É importante lembrar que a sífilis, embora seja um IST, não é passível de prevenção com 100% de efetividade com uso de preservativo. As lesões primárias e secundárias têm nelas muitas bactérias causadoras de sífilis. Caso haja contato dessas lesões com um machucado na pele ou genital da parceira ou parceiro, a infecção pode ocorrer. Então, aquela preliminar, aquele roça-roça pode sim transmitir a doença, bem como sexo oral caso haja lesão na boca e o genital também apresente alguma lesão ativa de sífilis.

É por esse motivo que educação sexual se torna cada vez mais importante nesse contexto. A pessoa em início da vida sexual deve conhecer as infecções relacionadas a essa prática, quais os sintomas principais e saber que devem ser feitos exames de rastreamento periódicos de sífilis.
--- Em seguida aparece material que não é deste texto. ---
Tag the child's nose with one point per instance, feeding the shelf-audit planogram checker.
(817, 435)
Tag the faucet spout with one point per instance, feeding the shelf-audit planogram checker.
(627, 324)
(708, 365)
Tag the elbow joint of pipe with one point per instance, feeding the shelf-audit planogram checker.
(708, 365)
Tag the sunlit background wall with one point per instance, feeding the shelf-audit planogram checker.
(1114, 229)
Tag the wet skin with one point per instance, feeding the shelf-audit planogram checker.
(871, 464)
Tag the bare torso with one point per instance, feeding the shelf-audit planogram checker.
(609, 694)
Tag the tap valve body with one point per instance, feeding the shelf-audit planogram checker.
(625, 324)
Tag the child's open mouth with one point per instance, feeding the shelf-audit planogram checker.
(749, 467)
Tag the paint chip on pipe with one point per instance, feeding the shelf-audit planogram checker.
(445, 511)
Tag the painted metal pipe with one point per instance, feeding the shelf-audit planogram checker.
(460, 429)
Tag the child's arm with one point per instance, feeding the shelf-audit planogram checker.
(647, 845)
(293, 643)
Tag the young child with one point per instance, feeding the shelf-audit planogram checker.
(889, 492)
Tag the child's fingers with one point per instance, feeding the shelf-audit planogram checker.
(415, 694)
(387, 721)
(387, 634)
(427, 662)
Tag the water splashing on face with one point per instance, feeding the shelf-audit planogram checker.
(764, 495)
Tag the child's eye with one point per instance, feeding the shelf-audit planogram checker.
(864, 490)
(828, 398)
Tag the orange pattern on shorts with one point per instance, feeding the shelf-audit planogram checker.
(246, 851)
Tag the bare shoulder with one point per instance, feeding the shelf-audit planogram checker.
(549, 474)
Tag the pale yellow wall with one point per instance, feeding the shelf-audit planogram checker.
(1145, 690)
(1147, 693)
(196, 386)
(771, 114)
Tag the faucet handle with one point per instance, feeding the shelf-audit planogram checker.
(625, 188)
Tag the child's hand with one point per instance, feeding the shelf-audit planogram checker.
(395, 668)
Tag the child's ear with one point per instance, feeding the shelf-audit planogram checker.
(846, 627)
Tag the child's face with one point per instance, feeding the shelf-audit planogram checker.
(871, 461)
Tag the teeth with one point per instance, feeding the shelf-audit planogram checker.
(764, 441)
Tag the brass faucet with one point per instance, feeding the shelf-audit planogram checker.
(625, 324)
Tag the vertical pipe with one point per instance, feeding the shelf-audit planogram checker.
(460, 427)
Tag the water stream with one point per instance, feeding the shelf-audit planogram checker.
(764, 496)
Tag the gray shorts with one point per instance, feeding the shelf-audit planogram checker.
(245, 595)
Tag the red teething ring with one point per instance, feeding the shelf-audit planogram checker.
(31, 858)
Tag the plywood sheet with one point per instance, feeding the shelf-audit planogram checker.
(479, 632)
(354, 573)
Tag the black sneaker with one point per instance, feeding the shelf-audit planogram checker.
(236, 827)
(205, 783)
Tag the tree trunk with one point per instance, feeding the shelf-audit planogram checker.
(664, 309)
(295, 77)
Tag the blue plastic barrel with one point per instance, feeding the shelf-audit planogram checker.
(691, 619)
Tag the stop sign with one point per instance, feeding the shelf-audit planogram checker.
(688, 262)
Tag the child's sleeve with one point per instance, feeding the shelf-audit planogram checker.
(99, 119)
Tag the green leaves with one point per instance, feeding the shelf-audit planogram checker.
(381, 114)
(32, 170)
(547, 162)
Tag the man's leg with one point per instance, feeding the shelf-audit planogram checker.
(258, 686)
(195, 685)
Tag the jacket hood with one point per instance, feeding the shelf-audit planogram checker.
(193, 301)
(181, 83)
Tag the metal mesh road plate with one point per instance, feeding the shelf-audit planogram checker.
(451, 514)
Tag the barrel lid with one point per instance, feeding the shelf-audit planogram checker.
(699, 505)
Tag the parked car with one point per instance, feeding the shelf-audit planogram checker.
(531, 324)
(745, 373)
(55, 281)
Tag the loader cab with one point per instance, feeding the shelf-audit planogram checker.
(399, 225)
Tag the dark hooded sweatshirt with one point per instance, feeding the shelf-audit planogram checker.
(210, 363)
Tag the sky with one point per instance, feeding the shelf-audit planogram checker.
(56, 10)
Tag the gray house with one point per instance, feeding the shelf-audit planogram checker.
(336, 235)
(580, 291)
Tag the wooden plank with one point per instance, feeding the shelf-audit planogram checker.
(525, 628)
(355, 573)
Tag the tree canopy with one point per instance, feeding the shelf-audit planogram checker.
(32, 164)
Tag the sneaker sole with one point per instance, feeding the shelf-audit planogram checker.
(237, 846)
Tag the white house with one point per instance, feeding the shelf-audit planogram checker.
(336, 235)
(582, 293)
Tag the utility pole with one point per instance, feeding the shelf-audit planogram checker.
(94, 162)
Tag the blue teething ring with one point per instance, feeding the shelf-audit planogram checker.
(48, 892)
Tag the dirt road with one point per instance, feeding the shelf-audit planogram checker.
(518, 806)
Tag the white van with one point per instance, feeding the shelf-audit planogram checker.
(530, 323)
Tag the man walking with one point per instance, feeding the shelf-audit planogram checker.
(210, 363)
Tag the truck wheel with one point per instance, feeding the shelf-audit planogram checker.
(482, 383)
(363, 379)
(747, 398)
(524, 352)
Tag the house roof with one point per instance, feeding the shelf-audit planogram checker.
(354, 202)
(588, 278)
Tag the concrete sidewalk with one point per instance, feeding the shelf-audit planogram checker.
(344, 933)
Prevenir e tratar sífilis, assim como outras ISTs, é crucial para diminuir as taxas de HIV, que tem maior facilidade de infecção em concomitância com a sífilis. Além disso, para prevenir a passagem de sífilis de mãe para filho no caso das gestantes. O círculo da sífilis só será interrompido com informação adequada e rastreamento correto das pessoas mais vulneráveis.